次期国王はウブな花嫁を底なしに愛したい
「母さん! やっぱり俺じゃないよ。兄さんこそ王にふさわしい。俺はそう思うんだ。それに、兄さんは本当に彼女を大切に思ってる。彼女を失ったらきっと、父上のように思い出の中で生きていくことになってしまう。俺はそんな兄さんを見たくない!」
「黙りなさい!」
鋭い金切り声での王妃の叫びに、セルジェルは身体を竦め、息をのむ。
「あなたは余計なことは言わず、ただ黙ってそこにいればいい。分かったわね?」
凄みのある顔で睨みつけられ、セルジェルは完全に言葉を失った。
気力を失ったことを感じ取ったオーブリーが手を離すと、セルジェルはその場に足から崩れ落ちていく。
そしてオーブリーはリリアへと身体の向きを変えた。
リリアもそれを霞む視界と気配で察し、オーブリーに向かって睨みつける。
「やめろ。
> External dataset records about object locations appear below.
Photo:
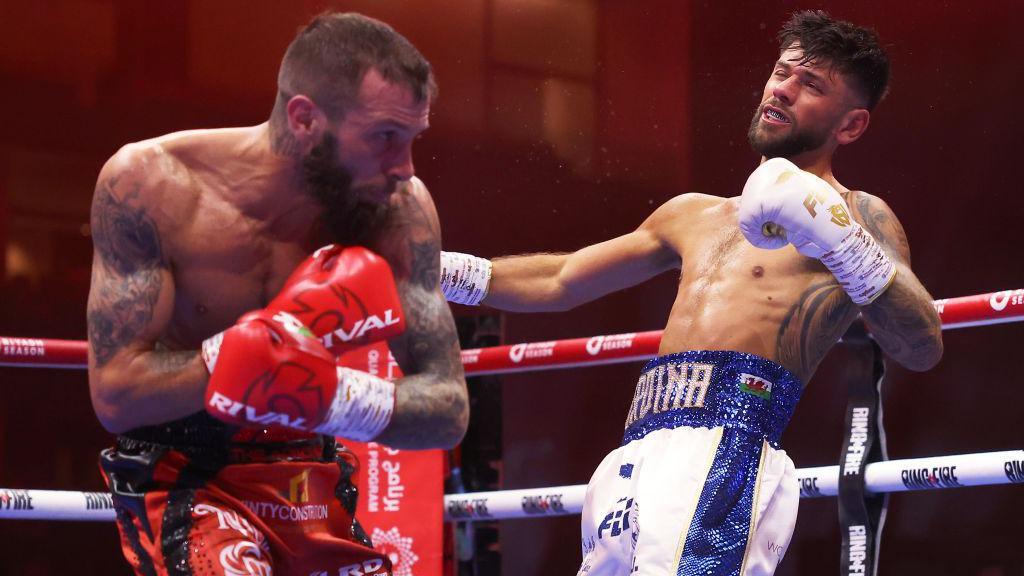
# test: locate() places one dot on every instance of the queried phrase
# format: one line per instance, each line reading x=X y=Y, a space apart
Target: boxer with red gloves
x=226 y=462
x=271 y=368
まるでソラナに睨まれているようで、気分が悪い」
そんな風に言われると余計に反発心が膨らみ、リリアはオーブリーから目を逸らすことをしなかった。
その行動がオーブリーの苛立ちと混乱を一気に増幅させていく。
「やめろ、ソラナ! 俺を見るな!」
オーブリーは荒々しい足音を立てながらリリアへと歩みより、乱暴にリリアの腕を掴みあげた。